The daughter of Ellen M. Thiele, an Irish school teacher, and Charles A. Thiele, a German bootlegger turned slot machine dealer, Ms. Rooney was born on October 30, 1934, and grew up in Bridgehampton. Her spirit for adventure became clear when she saw a picture of Scotland in a book, survivors said. Secreting away her wages working as a maid’s maid for Madam Balsan, the former Duchess of Marlborough, she bought a ticket to England on a steamship and boldly announced to her parents that she was to set sail for adventure. She graduated from St. Lawrence University via the University of Edinburgh and hit New York City ready to take the publishing world by storm. Her life never followed a traditional path so it would be useless to cover it in a linear fashion, survivors said. Highlights of her life include, writing for countless outlets in her own poetic style; cultivating a deep love and understanding for birds and rocks; becoming a licensed falconer at age 70; singing tenor in the New York Oratorio Society and the Saint George’s Choral Society; diving with Cousteau Society in French Polynesia; driving a potato truck in Bridgehampton; hanging out with runaway bank robbers in Denver, Colorado; crewing a boat in Operation Sail for the bicentennial in 1976 with broken ribs; visiting spiritual healers, priests, reiki practitioners, acupuncturists and therapy modality and taking what she needed and leaving the rest; helping countless people addicted to alcohol with her experience, strength and hope; displaying her photography all over America, notably her “Windows on Wise Women” exhibitions in Boston’s Beacon Hill; shepherding her brother, Carl, to the “other side” when he died in the early 1990s; teaching English in Kyrgyzstan and the Czech Republic; attending her son, Lucas’s opening nights decked in diamonds, exclaiming proudly “I am the star’s mother!”; surviving the untimely death of her son, Colin, with grace; watching over her grandchildren, Derek, Devon and Morgan, and making sure they knew that they came from uncommon stock; creating a home in the old city of Quebec with her husband, Dr.
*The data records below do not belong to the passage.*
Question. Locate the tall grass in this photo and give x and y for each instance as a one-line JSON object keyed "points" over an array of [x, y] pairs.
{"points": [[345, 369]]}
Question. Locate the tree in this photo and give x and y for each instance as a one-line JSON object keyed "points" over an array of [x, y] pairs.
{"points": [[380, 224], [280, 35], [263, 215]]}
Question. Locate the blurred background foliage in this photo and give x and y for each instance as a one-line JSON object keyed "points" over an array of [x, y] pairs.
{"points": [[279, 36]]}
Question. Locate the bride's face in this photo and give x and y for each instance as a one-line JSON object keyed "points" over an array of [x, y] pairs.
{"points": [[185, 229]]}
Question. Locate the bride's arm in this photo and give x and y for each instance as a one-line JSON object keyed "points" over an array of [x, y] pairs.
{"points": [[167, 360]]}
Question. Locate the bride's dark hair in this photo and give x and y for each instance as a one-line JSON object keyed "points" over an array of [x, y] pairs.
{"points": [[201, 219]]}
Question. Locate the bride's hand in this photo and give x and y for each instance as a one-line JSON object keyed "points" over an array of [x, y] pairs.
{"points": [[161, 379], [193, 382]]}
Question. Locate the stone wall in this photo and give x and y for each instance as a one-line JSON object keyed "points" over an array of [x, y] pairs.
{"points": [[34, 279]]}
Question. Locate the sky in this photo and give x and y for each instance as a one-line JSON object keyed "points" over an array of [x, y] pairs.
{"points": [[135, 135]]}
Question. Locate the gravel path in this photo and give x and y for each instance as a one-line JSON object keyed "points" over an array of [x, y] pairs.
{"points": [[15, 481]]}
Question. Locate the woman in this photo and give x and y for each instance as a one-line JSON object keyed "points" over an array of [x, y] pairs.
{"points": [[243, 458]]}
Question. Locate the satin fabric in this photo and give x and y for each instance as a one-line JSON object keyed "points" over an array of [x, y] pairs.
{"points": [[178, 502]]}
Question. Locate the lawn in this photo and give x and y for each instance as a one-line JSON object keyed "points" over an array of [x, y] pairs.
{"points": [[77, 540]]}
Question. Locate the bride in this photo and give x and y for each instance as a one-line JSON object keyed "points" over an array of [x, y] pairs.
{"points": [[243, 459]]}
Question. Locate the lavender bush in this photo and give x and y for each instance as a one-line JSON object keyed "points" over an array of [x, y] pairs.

Wallace C. Rooney Jr.; marveling at her son, Peter’s doggedness in business and life; having an eclectic, vast group of friends and carefully tending to them through the years; bookending her life with trans-Atlantic journeys on the Queen Mary; never backing away from a fight and leaving her opponents grateful for having crossed her path.
Visitation was February 11 at Brockett Funeral Home in Southampton. Interment was at Sacred Hearts Cemetery. A public memorial service will be held in New York City in the spring.
Memorial donations may be made to the St. George’s Choral Society.